I want you not to NEED parenting books. I want you not to need ME. I want to eventually put myself out of business. And as long as you “consume”, and look to me to “provide”, that will never happen.

It’s just like rewards or “sticker charts”…when we offer children rewards, the effect is that, over time, 1) their motivation decreases, 2) their effort decreases when the rewards lessen or are no longer available, and 3) in the long run, the rewards need to get bigger and bigger in order in order to keep working. In parenting-coach-speak, you become MORE dependent on “experts” over time, rather than less. That’s not what I’m after.

Quality education is not about learning WHAT we need to know it is about learning HOW to learn. So we always have the tools within us to figure out whatever we find we want or need to know.  All by ourselves, and in community.

Yes. I ask questions. Lots and lots of them. I do not ask questions as a challenge–EVER. I know some people receive it that way, even as I wish that were not true.

I ask questions as an invitation. An invitation to shift your mindset. An invitation to think differently than you currently do, to think through a whole new lens, one that is likely very different from the way you were raised. I ask questions as a way of “thinking it through” WITH you, not FOR you.

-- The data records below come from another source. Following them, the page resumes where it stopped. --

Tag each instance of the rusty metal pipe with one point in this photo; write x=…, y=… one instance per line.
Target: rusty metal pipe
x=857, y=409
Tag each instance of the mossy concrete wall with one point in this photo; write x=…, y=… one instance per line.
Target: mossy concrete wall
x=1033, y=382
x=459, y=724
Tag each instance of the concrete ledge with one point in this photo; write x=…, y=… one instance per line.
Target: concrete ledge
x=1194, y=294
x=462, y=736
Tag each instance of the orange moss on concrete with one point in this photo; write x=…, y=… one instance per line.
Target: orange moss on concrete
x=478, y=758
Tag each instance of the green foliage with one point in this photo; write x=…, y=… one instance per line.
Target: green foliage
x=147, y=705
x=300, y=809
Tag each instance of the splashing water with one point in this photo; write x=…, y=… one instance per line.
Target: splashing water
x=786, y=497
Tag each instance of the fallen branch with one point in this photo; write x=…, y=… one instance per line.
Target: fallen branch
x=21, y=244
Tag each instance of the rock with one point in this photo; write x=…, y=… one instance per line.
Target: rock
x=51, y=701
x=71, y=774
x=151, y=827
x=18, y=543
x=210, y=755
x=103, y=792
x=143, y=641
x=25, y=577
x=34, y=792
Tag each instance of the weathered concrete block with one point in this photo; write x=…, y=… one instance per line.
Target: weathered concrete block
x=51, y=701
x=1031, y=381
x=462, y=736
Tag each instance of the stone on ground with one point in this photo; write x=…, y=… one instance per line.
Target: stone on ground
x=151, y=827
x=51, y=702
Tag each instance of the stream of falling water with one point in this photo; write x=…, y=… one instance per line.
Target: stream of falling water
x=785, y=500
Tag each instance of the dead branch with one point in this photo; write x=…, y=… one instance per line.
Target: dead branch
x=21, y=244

I realize it’s hard and frustrating for a lot of people. I have a suspicion (based on no empirical evidence at all) that it is hardest for people who were raised in traditional education settings or in heavily hierarchical homes (or religious traditions.) In those settings, the “norm” is to be told what to think, what to do, what you need to learn. The leaders are right, and we are recipients..our role is not to think critically, but to do and think and practice what we are told. And as we grow into adults, that becomes our internalized norm…that’s just the way it should be.

There’s nothign wrong or strange about that.  We are human.  We are most comfortable with what is familiar.  Visible Child is asking you to risk the unfamiliar.

I will and do understand if it’s too hard or frustrating, and if you decide that Visible Child is not the right place or model for you. It’s okay. Really. There are many other wonderful parent educators and coaches, many of whom promote spectacular respectful caregiving and parenting.  I like a lot of the work of others and wouldn’t hesitate to recommend them.   If one of those places feels like a better fit for you, that’s perfectly okay. And if you want what Visible Child has to offer–a pretty intense critical thinking (and frankly, emotional growth) approach grounded in child development research, compassion, and respect–I’ll be here.

There’s no one right person or philosophy or approach or method. Don’t believe anyone who tells you there is. Do what is right for you. And remember that our needs always change as we grow.

In the groups that I run, the greatest compliment I have received (and I receive it frequently) is from parents who begin to ask a question about a problem they are having, and by the time they finish writing or asking it, they have “heard” all of my questions in their heads and they end up not asking the question, because they have found the answer they are seeking for themselves. It’s darned near perfect.

The only thing better will be when you stop hearing my voice in your head, and start hearing your own.